How does Branham fits into the team's wing rotation going forward?
His emergence is a fascinating development for the Spurs. After all, they took a chance on a prospect who wasn't expected to be a one-and-done player but broke out midway through his freshman season at Ohio State. Now, it seems like he could soon be a key contributor for the Spurs. Of course, that is a great thing, though the team already has Devin Vassell and Keldon Johnson on the wing, which could complicate Branham getting more minutes.
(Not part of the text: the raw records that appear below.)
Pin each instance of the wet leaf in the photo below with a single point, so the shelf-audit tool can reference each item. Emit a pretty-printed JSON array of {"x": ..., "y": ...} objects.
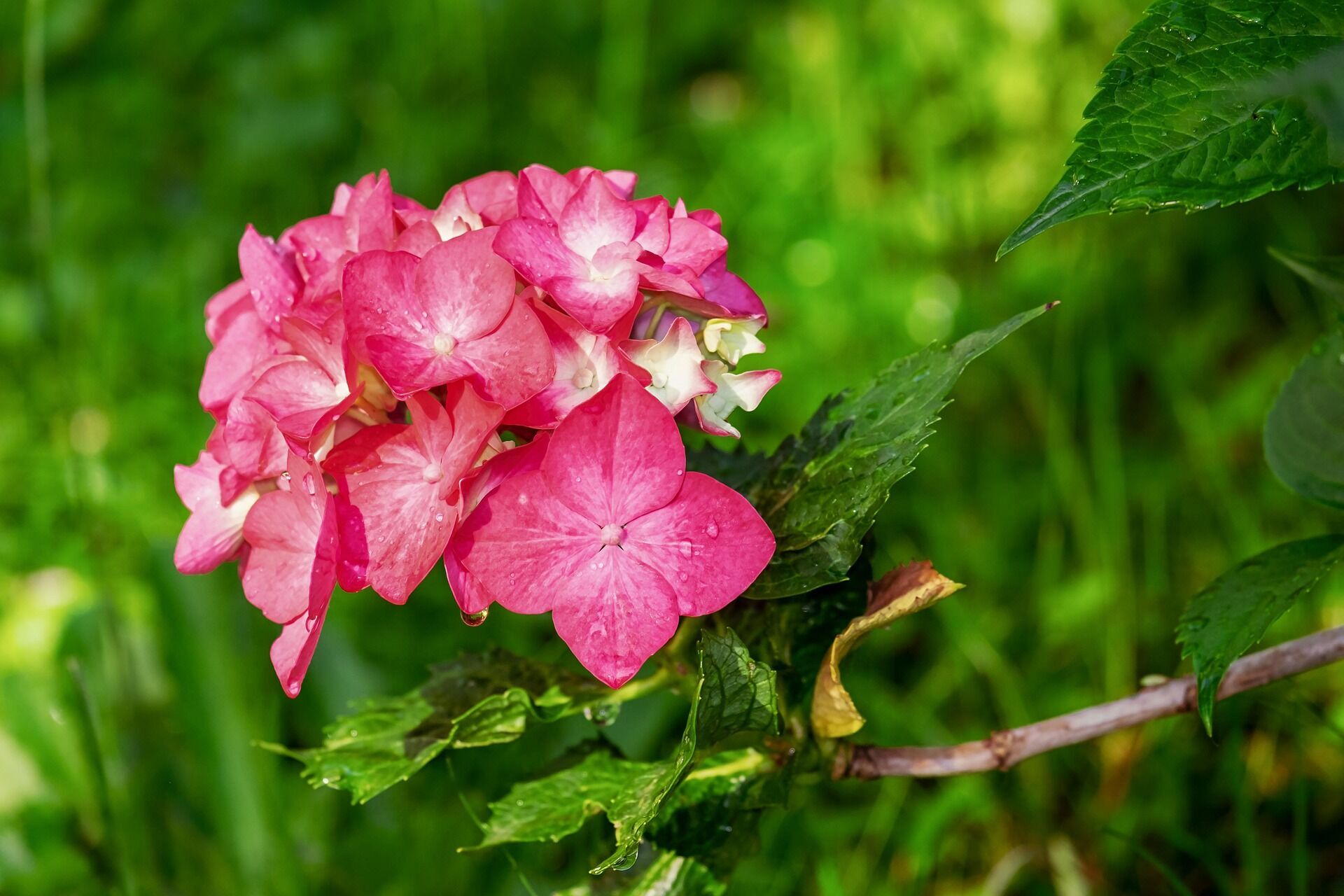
[
  {"x": 902, "y": 592},
  {"x": 472, "y": 701},
  {"x": 1205, "y": 105},
  {"x": 1304, "y": 431},
  {"x": 733, "y": 695},
  {"x": 1230, "y": 615},
  {"x": 822, "y": 491}
]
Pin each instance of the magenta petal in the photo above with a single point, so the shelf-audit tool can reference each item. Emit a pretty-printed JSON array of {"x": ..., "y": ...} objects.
[
  {"x": 597, "y": 304},
  {"x": 514, "y": 363},
  {"x": 468, "y": 592},
  {"x": 542, "y": 194},
  {"x": 242, "y": 351},
  {"x": 292, "y": 533},
  {"x": 617, "y": 456},
  {"x": 394, "y": 524},
  {"x": 270, "y": 274},
  {"x": 379, "y": 298},
  {"x": 537, "y": 251},
  {"x": 694, "y": 245},
  {"x": 596, "y": 218},
  {"x": 293, "y": 650},
  {"x": 410, "y": 367},
  {"x": 524, "y": 546},
  {"x": 214, "y": 531},
  {"x": 464, "y": 285},
  {"x": 615, "y": 614},
  {"x": 708, "y": 543},
  {"x": 225, "y": 307}
]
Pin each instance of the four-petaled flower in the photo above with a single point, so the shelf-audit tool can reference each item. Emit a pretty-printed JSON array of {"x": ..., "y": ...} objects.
[{"x": 615, "y": 536}]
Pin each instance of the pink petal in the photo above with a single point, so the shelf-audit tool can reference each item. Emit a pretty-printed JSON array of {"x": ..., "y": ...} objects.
[
  {"x": 468, "y": 592},
  {"x": 419, "y": 239},
  {"x": 542, "y": 194},
  {"x": 732, "y": 293},
  {"x": 470, "y": 596},
  {"x": 293, "y": 546},
  {"x": 597, "y": 304},
  {"x": 536, "y": 251},
  {"x": 493, "y": 197},
  {"x": 293, "y": 650},
  {"x": 596, "y": 218},
  {"x": 622, "y": 182},
  {"x": 615, "y": 613},
  {"x": 270, "y": 274},
  {"x": 524, "y": 546},
  {"x": 708, "y": 543},
  {"x": 617, "y": 456},
  {"x": 254, "y": 444},
  {"x": 370, "y": 222},
  {"x": 214, "y": 531},
  {"x": 296, "y": 388},
  {"x": 651, "y": 227},
  {"x": 398, "y": 485},
  {"x": 514, "y": 363},
  {"x": 374, "y": 285},
  {"x": 464, "y": 285},
  {"x": 692, "y": 245},
  {"x": 225, "y": 307},
  {"x": 242, "y": 352}
]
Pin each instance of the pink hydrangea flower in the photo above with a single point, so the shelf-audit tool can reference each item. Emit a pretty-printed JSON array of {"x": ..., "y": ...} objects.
[
  {"x": 449, "y": 316},
  {"x": 613, "y": 536},
  {"x": 588, "y": 260},
  {"x": 398, "y": 489},
  {"x": 366, "y": 365}
]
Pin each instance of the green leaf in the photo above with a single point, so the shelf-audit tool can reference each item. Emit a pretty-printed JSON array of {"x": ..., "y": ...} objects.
[
  {"x": 473, "y": 701},
  {"x": 668, "y": 875},
  {"x": 1230, "y": 615},
  {"x": 1323, "y": 272},
  {"x": 733, "y": 695},
  {"x": 822, "y": 491},
  {"x": 1304, "y": 431},
  {"x": 713, "y": 813},
  {"x": 1205, "y": 104}
]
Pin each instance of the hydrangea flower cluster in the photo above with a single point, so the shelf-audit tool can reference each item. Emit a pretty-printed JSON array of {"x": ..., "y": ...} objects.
[{"x": 495, "y": 384}]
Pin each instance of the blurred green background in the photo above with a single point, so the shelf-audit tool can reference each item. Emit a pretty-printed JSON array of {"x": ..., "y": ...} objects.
[{"x": 867, "y": 158}]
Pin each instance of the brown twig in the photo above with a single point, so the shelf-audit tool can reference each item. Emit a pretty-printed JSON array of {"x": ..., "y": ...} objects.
[{"x": 1006, "y": 748}]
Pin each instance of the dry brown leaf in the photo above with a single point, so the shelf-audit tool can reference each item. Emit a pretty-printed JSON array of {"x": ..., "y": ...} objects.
[{"x": 905, "y": 590}]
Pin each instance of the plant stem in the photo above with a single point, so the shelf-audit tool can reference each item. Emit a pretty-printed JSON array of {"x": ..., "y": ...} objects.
[{"x": 1006, "y": 748}]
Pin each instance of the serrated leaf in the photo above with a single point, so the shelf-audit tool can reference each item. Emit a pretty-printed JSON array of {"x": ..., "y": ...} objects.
[
  {"x": 1230, "y": 615},
  {"x": 668, "y": 875},
  {"x": 736, "y": 468},
  {"x": 472, "y": 701},
  {"x": 1323, "y": 272},
  {"x": 822, "y": 491},
  {"x": 1304, "y": 431},
  {"x": 1205, "y": 104},
  {"x": 632, "y": 793},
  {"x": 905, "y": 590},
  {"x": 713, "y": 814}
]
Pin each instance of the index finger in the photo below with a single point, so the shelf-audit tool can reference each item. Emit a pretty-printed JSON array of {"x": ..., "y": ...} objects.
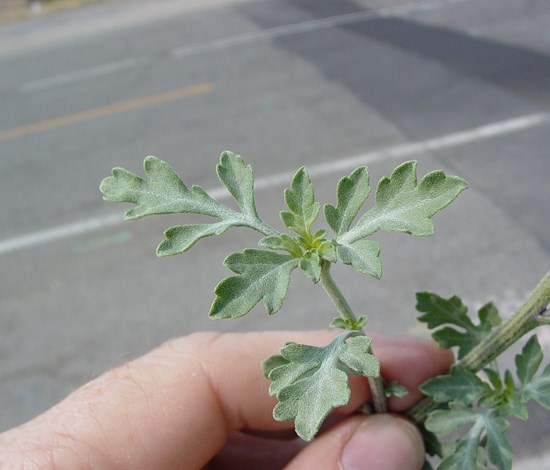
[{"x": 176, "y": 405}]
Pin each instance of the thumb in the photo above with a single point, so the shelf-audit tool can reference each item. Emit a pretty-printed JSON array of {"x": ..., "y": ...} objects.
[{"x": 378, "y": 442}]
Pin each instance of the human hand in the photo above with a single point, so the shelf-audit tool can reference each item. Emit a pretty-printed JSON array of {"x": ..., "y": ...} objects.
[{"x": 201, "y": 402}]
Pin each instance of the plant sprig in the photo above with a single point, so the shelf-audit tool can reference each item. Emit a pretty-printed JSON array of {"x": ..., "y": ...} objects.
[{"x": 309, "y": 381}]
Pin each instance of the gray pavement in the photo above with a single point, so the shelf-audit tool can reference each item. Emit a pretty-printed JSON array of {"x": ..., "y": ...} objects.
[{"x": 458, "y": 85}]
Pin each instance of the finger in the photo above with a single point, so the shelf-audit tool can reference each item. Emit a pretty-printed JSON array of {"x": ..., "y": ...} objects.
[
  {"x": 247, "y": 452},
  {"x": 176, "y": 405},
  {"x": 381, "y": 442}
]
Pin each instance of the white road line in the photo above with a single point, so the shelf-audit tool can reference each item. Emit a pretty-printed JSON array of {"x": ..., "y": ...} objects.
[
  {"x": 83, "y": 74},
  {"x": 236, "y": 40},
  {"x": 454, "y": 139},
  {"x": 311, "y": 25}
]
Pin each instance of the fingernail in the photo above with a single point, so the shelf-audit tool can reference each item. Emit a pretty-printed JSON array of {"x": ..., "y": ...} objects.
[{"x": 384, "y": 442}]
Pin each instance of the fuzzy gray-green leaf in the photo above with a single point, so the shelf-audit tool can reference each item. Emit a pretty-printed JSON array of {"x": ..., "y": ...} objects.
[
  {"x": 261, "y": 275},
  {"x": 487, "y": 430},
  {"x": 238, "y": 178},
  {"x": 162, "y": 193},
  {"x": 529, "y": 360},
  {"x": 300, "y": 199},
  {"x": 352, "y": 192},
  {"x": 538, "y": 389},
  {"x": 165, "y": 193},
  {"x": 182, "y": 237},
  {"x": 363, "y": 256},
  {"x": 282, "y": 242},
  {"x": 314, "y": 380},
  {"x": 461, "y": 332},
  {"x": 402, "y": 205}
]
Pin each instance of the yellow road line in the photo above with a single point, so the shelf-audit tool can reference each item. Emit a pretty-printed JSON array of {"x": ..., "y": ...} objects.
[{"x": 103, "y": 111}]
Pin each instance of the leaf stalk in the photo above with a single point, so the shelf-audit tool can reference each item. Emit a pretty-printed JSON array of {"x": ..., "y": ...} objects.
[
  {"x": 529, "y": 316},
  {"x": 376, "y": 384}
]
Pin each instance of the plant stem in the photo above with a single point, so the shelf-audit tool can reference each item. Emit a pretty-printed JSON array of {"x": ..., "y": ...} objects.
[
  {"x": 530, "y": 315},
  {"x": 376, "y": 384}
]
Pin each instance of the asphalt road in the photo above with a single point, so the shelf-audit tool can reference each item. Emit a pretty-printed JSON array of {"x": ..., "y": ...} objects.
[{"x": 458, "y": 85}]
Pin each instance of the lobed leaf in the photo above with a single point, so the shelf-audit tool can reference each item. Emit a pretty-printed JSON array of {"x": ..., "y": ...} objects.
[
  {"x": 528, "y": 361},
  {"x": 310, "y": 381},
  {"x": 363, "y": 256},
  {"x": 487, "y": 430},
  {"x": 351, "y": 193},
  {"x": 402, "y": 205},
  {"x": 182, "y": 237},
  {"x": 282, "y": 242},
  {"x": 462, "y": 332},
  {"x": 238, "y": 178},
  {"x": 165, "y": 193},
  {"x": 300, "y": 200},
  {"x": 261, "y": 275}
]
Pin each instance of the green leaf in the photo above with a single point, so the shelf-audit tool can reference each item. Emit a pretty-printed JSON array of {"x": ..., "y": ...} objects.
[
  {"x": 363, "y": 256},
  {"x": 315, "y": 379},
  {"x": 402, "y": 205},
  {"x": 460, "y": 385},
  {"x": 238, "y": 178},
  {"x": 485, "y": 425},
  {"x": 528, "y": 361},
  {"x": 165, "y": 193},
  {"x": 327, "y": 250},
  {"x": 261, "y": 275},
  {"x": 462, "y": 333},
  {"x": 395, "y": 389},
  {"x": 271, "y": 363},
  {"x": 349, "y": 324},
  {"x": 538, "y": 389},
  {"x": 351, "y": 193},
  {"x": 300, "y": 200},
  {"x": 311, "y": 265},
  {"x": 282, "y": 242},
  {"x": 182, "y": 237}
]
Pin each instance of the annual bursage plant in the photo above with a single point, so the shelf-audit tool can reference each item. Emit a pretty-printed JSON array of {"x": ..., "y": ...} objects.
[{"x": 472, "y": 403}]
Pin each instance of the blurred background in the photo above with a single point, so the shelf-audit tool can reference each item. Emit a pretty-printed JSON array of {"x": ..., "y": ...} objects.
[{"x": 459, "y": 85}]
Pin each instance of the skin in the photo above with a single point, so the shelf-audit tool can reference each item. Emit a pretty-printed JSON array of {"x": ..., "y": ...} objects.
[{"x": 201, "y": 401}]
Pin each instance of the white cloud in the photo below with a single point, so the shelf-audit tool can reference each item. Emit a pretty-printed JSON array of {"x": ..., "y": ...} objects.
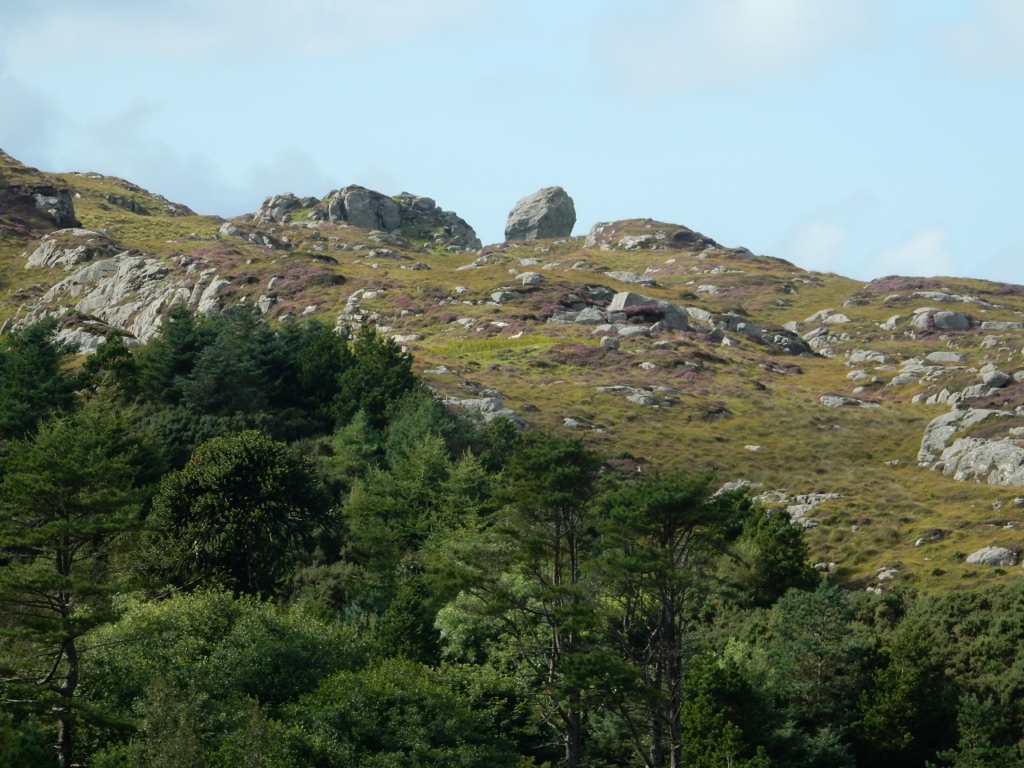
[
  {"x": 988, "y": 39},
  {"x": 230, "y": 30},
  {"x": 817, "y": 245},
  {"x": 28, "y": 121},
  {"x": 693, "y": 44},
  {"x": 924, "y": 254}
]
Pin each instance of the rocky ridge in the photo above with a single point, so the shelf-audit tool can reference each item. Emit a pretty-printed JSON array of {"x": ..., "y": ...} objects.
[{"x": 647, "y": 339}]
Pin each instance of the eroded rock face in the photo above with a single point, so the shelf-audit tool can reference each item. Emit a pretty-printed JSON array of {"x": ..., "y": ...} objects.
[
  {"x": 997, "y": 462},
  {"x": 55, "y": 205},
  {"x": 276, "y": 208},
  {"x": 992, "y": 556},
  {"x": 941, "y": 429},
  {"x": 547, "y": 213},
  {"x": 70, "y": 247},
  {"x": 424, "y": 212}
]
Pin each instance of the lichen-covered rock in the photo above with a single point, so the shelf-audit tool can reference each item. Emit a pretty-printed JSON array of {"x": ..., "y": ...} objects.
[
  {"x": 997, "y": 462},
  {"x": 941, "y": 429},
  {"x": 927, "y": 317},
  {"x": 70, "y": 247},
  {"x": 945, "y": 356},
  {"x": 276, "y": 208},
  {"x": 547, "y": 213},
  {"x": 992, "y": 556}
]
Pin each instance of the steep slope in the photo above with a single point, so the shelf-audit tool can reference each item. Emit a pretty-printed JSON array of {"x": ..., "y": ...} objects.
[{"x": 653, "y": 342}]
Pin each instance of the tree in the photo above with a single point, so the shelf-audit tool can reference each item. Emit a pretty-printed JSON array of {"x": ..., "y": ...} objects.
[
  {"x": 172, "y": 354},
  {"x": 981, "y": 743},
  {"x": 771, "y": 558},
  {"x": 525, "y": 569},
  {"x": 378, "y": 374},
  {"x": 659, "y": 539},
  {"x": 33, "y": 384},
  {"x": 240, "y": 513},
  {"x": 67, "y": 498}
]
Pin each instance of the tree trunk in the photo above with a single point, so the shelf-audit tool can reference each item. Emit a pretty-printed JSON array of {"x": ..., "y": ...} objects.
[
  {"x": 66, "y": 725},
  {"x": 572, "y": 737}
]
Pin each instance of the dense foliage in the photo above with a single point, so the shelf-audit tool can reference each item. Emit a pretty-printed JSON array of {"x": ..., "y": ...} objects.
[{"x": 247, "y": 545}]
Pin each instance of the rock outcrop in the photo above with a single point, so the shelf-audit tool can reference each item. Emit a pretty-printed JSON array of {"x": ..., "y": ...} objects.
[
  {"x": 992, "y": 556},
  {"x": 547, "y": 213},
  {"x": 70, "y": 247}
]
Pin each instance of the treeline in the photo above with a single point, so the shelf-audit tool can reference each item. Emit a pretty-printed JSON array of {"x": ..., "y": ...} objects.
[{"x": 253, "y": 545}]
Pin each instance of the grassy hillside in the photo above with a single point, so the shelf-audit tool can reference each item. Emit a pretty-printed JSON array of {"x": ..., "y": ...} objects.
[{"x": 747, "y": 412}]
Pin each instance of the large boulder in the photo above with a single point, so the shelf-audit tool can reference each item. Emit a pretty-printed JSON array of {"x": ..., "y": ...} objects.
[
  {"x": 360, "y": 207},
  {"x": 276, "y": 208},
  {"x": 548, "y": 213},
  {"x": 68, "y": 248},
  {"x": 446, "y": 227},
  {"x": 992, "y": 556}
]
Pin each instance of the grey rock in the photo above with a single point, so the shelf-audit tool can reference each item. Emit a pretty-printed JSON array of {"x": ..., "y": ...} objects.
[
  {"x": 941, "y": 429},
  {"x": 626, "y": 276},
  {"x": 55, "y": 205},
  {"x": 641, "y": 398},
  {"x": 547, "y": 213},
  {"x": 563, "y": 317},
  {"x": 992, "y": 556},
  {"x": 996, "y": 379},
  {"x": 997, "y": 462},
  {"x": 68, "y": 248},
  {"x": 674, "y": 315},
  {"x": 359, "y": 207},
  {"x": 275, "y": 209},
  {"x": 83, "y": 341},
  {"x": 590, "y": 316},
  {"x": 861, "y": 356},
  {"x": 951, "y": 322},
  {"x": 230, "y": 230},
  {"x": 1001, "y": 326},
  {"x": 836, "y": 320},
  {"x": 489, "y": 409},
  {"x": 836, "y": 400},
  {"x": 940, "y": 296},
  {"x": 265, "y": 303},
  {"x": 944, "y": 356},
  {"x": 940, "y": 320},
  {"x": 530, "y": 279},
  {"x": 210, "y": 299}
]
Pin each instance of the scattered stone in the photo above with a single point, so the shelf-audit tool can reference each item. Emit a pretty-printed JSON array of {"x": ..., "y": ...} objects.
[
  {"x": 836, "y": 320},
  {"x": 838, "y": 400},
  {"x": 640, "y": 280},
  {"x": 860, "y": 356},
  {"x": 69, "y": 248},
  {"x": 992, "y": 556},
  {"x": 590, "y": 316},
  {"x": 530, "y": 279},
  {"x": 995, "y": 379}
]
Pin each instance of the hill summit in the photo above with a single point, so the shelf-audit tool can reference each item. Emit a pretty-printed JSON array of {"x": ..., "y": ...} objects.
[{"x": 885, "y": 416}]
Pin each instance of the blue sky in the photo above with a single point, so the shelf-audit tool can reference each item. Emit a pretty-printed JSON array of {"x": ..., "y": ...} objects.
[{"x": 865, "y": 137}]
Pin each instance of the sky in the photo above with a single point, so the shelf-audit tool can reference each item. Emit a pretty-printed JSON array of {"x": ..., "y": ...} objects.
[{"x": 862, "y": 137}]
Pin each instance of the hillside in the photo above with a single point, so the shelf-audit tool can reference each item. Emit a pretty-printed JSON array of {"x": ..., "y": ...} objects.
[{"x": 654, "y": 343}]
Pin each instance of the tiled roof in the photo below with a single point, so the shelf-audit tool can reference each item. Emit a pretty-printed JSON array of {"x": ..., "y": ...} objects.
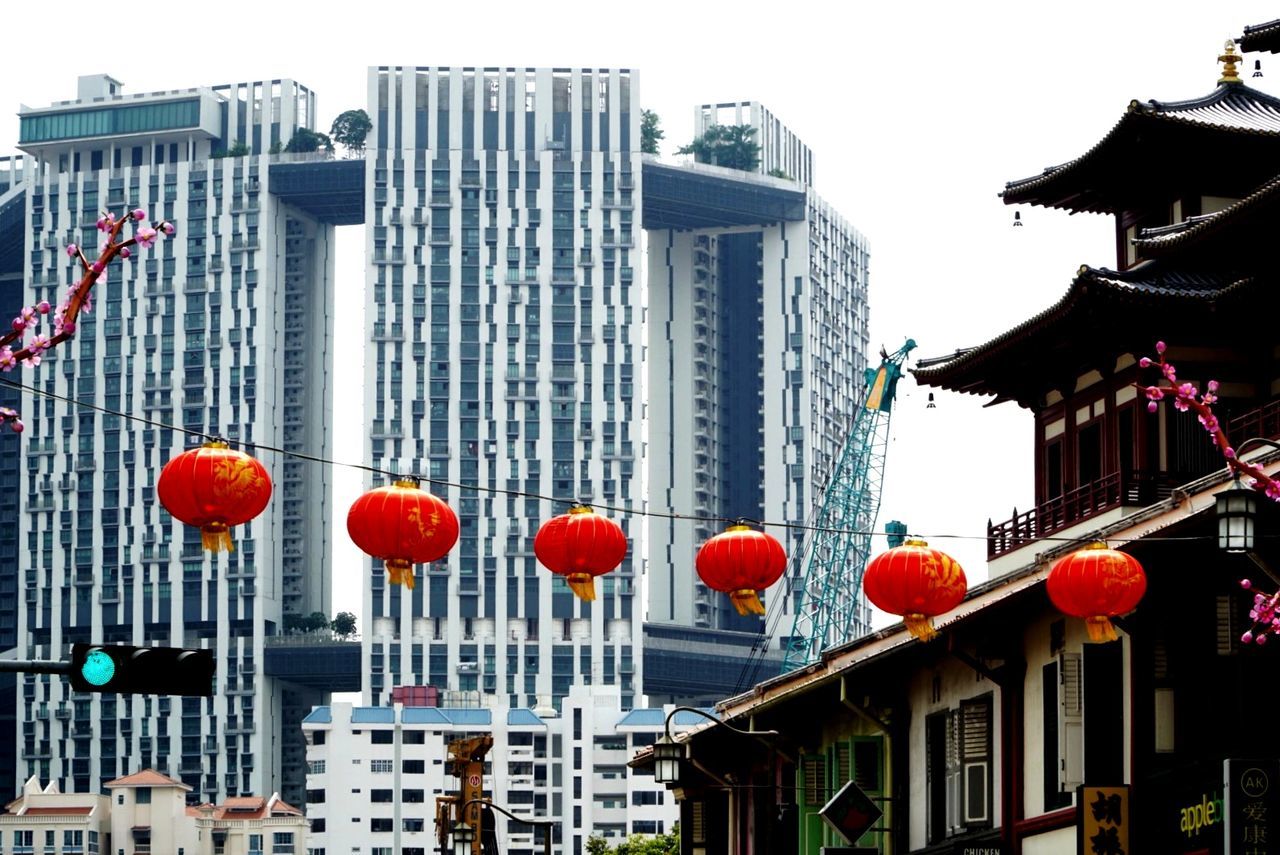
[
  {"x": 146, "y": 778},
  {"x": 1262, "y": 37},
  {"x": 1232, "y": 108},
  {"x": 373, "y": 716}
]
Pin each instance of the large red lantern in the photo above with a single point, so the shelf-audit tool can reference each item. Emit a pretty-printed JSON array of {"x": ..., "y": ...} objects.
[
  {"x": 1096, "y": 584},
  {"x": 915, "y": 581},
  {"x": 403, "y": 525},
  {"x": 580, "y": 545},
  {"x": 214, "y": 488},
  {"x": 741, "y": 561}
]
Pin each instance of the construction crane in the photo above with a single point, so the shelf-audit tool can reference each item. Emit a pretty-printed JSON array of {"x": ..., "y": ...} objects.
[
  {"x": 465, "y": 760},
  {"x": 830, "y": 608}
]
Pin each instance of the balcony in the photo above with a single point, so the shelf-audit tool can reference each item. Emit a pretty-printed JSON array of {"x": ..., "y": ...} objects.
[{"x": 1115, "y": 490}]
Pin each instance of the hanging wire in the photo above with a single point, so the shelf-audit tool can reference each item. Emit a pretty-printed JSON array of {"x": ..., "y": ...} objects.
[{"x": 616, "y": 508}]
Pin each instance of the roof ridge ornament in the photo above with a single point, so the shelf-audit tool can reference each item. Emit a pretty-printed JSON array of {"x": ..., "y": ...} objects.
[{"x": 1229, "y": 59}]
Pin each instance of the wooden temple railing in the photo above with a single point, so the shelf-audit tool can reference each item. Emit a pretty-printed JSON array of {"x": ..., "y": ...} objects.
[{"x": 1114, "y": 490}]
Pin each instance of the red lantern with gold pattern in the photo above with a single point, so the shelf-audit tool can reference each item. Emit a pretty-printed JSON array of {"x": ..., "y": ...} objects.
[
  {"x": 741, "y": 561},
  {"x": 214, "y": 487},
  {"x": 915, "y": 581},
  {"x": 402, "y": 525},
  {"x": 580, "y": 545},
  {"x": 1097, "y": 584}
]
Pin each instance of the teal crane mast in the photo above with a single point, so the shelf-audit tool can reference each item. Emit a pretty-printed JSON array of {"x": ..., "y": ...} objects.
[{"x": 830, "y": 608}]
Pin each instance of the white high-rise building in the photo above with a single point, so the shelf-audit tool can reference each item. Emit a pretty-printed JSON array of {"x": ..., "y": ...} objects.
[
  {"x": 758, "y": 344},
  {"x": 223, "y": 329},
  {"x": 374, "y": 773},
  {"x": 508, "y": 352}
]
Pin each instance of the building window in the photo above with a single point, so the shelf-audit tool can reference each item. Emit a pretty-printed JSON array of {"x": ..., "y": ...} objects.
[{"x": 959, "y": 767}]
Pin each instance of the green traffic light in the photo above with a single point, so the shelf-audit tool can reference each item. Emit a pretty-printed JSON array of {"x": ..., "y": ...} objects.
[{"x": 99, "y": 667}]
The Spurs could try some small-ball lineups with Vassell, Branham, and Johnson playing 2-4 or even point-guard-less lineups with all three plus Jeremy Sochan sharing ballhandling and playmaking responsibilities. Both are distinct possibilities but heavily depend on who the team takes in the 2023 NBA Draft. If they choose Victor Wembanyama, the Spurs probably aren't going to play much small ball, nor should they with a 7'3" big man.
If the Spurs select Scoot Henderson, there likely won't be many point-guard-less lineups. As he continues to improve, the Spurs could simply have a three-man wing rotation with Branham playing at both shooting guard and small forward, depending on which of Vassell and Johnson are out of the game. That would allow him to play significant minutes despite coming off the bench.
All in all, Branham still has a ways to go before he becomes the Spurs' next success story. Still, he is looking more and more like an NBA player, and far sooner than most would have expected.